В связи с кулинарной темой нельзя не упомянуть еще одного блюда — нам оно подается под именем «бифтек».
Снова и снова это название рождает в душе надежду на кусок говяжьей вырезки, но всякий раз тщетную: на стол неизбежно подается тарелка с кусочками какого-то пережаренного жилистого мяса. Полковник уныло замечает:
— Ничего похожего на говядину, говядины там и рядом не лежало.
Походу в мясную лавку здесь соответствует вот такое незатейливое мероприятие: время от времени Мосул отпрааляется на грузовике порыскать по окрестностям. Вернувшись, он открывает багажник — и оттуда вываливаются восемь живых овец! Эти овцы идут в пищу по мере надобности. Мое строжайшее требование — не забивать их под окнами гостиной. И еще я не терплю, когда Ферид гоняется по двору за цыплятами, кровожадно размахивая ножом.
Подобное малодушие раздражает слуг, для них это — очередная причуда европейцев.
Однажды, еще во время раскопок близ Мосула, один из наших старых бригадиров пришел к Максу и взволнованно сообщил:
— Вам надо завтра сводить вашу хатун в Мосул.
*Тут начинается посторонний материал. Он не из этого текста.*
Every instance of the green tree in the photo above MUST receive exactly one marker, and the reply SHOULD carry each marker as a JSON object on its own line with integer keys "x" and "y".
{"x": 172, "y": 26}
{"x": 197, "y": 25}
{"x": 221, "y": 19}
Там будет казнь — повесят курдскую женщину! Вашей хатун понравится! Такого ни в коем случае нельзя пропустить!
Мое равнодушие, а вернее отвращение к подобному предложению, его озадачило.
— Но ведь там повесят женщину. Их так редко вешают!
Она отравила троих мужей. Хатун обязательно понравится!
Своим твердым отказом я уронила себя в его глазах.
Огорченный бригадир уходит смотреть казнь один.
Иногда у нас неожиданно прорывается-таки излишняя чувствительность. Вообще-то мы не очень задумываемся о судьбе цыплят и индеек, но однажды купили огромного откормленного гуся. У себя в деревне он, очевидно, был любимцем семьи и в первый же вечер решил искупаться вместе с Максом в ванне. Он имел привычку открывать клювом дверь и с любопытством заглядывать в комнату, как бы говоря: «Мне скучно, поиграйте со мной!»
С каждым днем на душе у нас становилось все тяжелее.
Никто не решался отдать распоряжение повару свернуть гусю шею.
Наконец повар рискнул взять это на себя. Гусь был приготовлен по всем правилам кулинарного искусства, с огромным количеством местных приправ и пряностей, и вид и запах у блюда были потрясающие. Но ели мы как из-под палки. Это была самая грустная трапеза в моей жизни.
Наш архитектор однажды опозорился, когда Димитрий торжественно подал на стол барашка — как здесь заведено, на блюде были и голова, и копытца. Кочка взглянул на это угощение — и едва успел выскочить из комнаты.
Но вернемся к «бифтеку». После забоя овцы разделанная туша используется в следующем порядке: сначала готовятся лопатки; их фаршируют рисом и специями (напоминаю, что это коронное блюдо нашего Димитрия), затем задние ноги, потом готовится блюдо, которое в последнюю войну называлось «потрошки», потом что-то вроде тушенки с рисом, а затем уже наименее ценные обрезки — их долго жарят, отчего они существенно уменьшаются и по консистенции приближаются к подошве, — это и есть «бифтек»!